I have previously reported on the case of Mark Roche – see Suspended QAS paramedic wins right to continue to be paid pending the outcome of criminal charges (December 3, 2023). His case has again returned to the Industrial Relations Commission in Roche v State of Queensland (Queensland Ambulance Service) (No. 2) [2024] QIRC 230 (17 September 2024).
The Public Sector Act 2022 (Qld) s 101(1) says:
A public sector employee’s chief executive may, by notice, suspend the employee from duty if the chief executive reasonably believes—
(a) the employee is liable to discipline under a disciplinary law; or
(b) the proper and efficient management of the entity might be prejudiced if the employee is not suspended.
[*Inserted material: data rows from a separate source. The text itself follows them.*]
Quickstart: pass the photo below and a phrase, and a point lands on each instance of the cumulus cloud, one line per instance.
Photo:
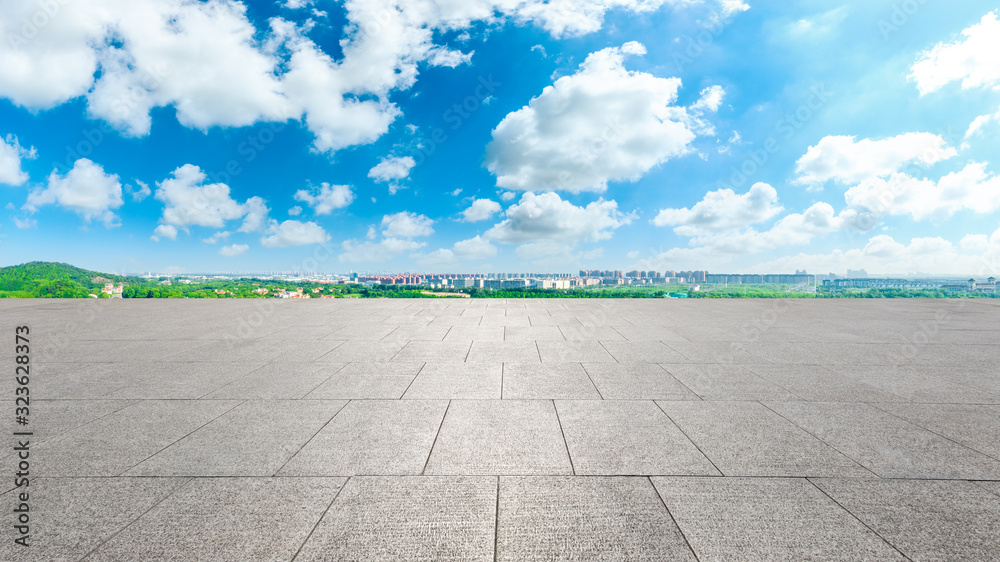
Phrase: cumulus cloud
(256, 215)
(293, 233)
(210, 63)
(11, 153)
(547, 217)
(882, 254)
(233, 250)
(327, 198)
(722, 210)
(139, 193)
(603, 123)
(481, 209)
(972, 188)
(392, 168)
(86, 190)
(406, 225)
(188, 202)
(844, 160)
(373, 252)
(164, 231)
(476, 248)
(973, 60)
(215, 238)
(473, 249)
Mr Roche had been suspended when QAS were advised he was facing a criminal charge. Later the Health Ombudsman (OHO) suspended his registration. QAS moved to change his suspension from suspension with pay to suspension without pay. In the first hearing (reported in my first post), Mr Roche was successful in his argument that QAS could not move to suspend him without pay because the notice of suspension said he had been suspended under s 101(1)(b) of the Public Sector Act 2022 (Qld). Section 101(4) makes clear that suspension without pay was only possible if the suspension was under s 101(1)(a).
Having lost the case QAS issued a new notice of suspension, this time relying on s 101(1)(a). The dates in the judgment appear to be wrong. Making inferences from the discussion it appears that QAS reported that they were changing the basis of Mr Roche’s suspension from s 101(1)(b) to s 101(1)(a) on 19 December 2023 (in the judgement at [5] it says 19 December 2024). On 7 March 2024 (in the judgment at [6] it says 2023) QAS wrote to Mr Roche inviting him to show cause why his suspension should not be converted to suspension without pay. Mr Roche responded on 28 March 2024 (but reported as 2023 at [6]). On 11 April 2024 Mr Roche’s suspension was converted to suspension without pay. Mr Roche sought to appeal against both the decision to change the clause under which he was suspended (the December 2023 decision) and the decision to convert his suspension to suspension without pay.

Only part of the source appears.